In many divorces, the house is frequently sold during or shortly after the divorce. This is generally because one, or in some cases, two streams of income were sufficient to maintain the carrying costs on one household, but would be insufficient to maintain the carrying costs on two households. In other occasions, a spouse cannot afford to keep the house for a number of other reasons and so the house is sold.
But this is not always the case.
Sometimes there are sufficient assets, such that one party can buy out the other. The house would be formally appraised to establish its value. The appraisal is conducted by a licensed appraiser who provides a comprehensive appraisal of fair market value, almost always using a comparative approach to valuation.
Once that value is established, the spouse retaining the home would buy out the other’s interest in the home by providing a lump sum payment in an amount equal to some proportion of the equity in the house (i.e., appraised value less encumbrances). This is frequently done in cash, with the other spouse retaining a disproportionate share of a cash or cash equivalent account. On other occasions, the spouse retaining the home refinances a mortgage, as part of a transfer of title and to come up with the cash as part of the refinancing process. In a small number of cases, a different kind of asset is divided disproportionately, but parties must take care to apply the appropriate discounts in case there are embedded taxes in the other asset or some other circumstances which merit a discount.

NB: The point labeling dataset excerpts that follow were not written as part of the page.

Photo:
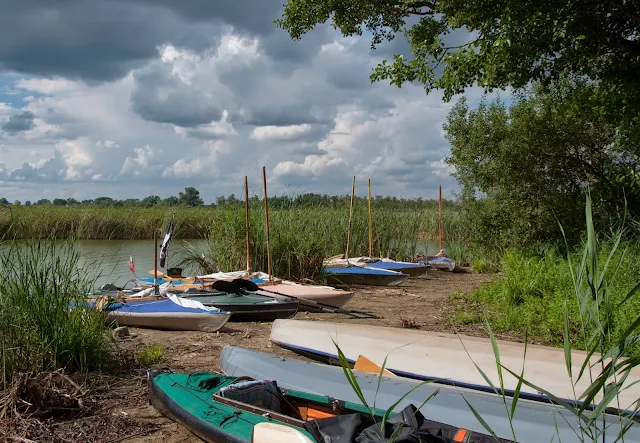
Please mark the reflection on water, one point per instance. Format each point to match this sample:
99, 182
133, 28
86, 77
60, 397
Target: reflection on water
109, 259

However, in the appropriate case, the parties both continue to own the home post-divorce. This generally occurs when one party cannot afford to keep the home on his or her own, but the parties agree that there are other considerations which make continued joint ownership of the home desirable. For example, they could want to keep the home for a year or two until a child graduates from high school, and then sell the home.
In these cases, it is critical not only to establish what the sale process and the disposition of the net proceeds would look like if/when the home is eventually sold, but also the terms of continued joint ownership. Who is going to be responsible for the mortgage? For the taxes? Who gets to claim the taxes on their income tax return? Is there a credit for appreciation due to paying down the principal? What happens if someone fails to make a mortgage payment? What happens if repairs to the home are needed?
These and other considerations need to be clearly established and delineated in any agreement. Otherwise, there could be substantial repercussions to one or both parties. Keeping a house post-divorce is doable, but needs to be done correctly and thoroughly to avoid any potential issues.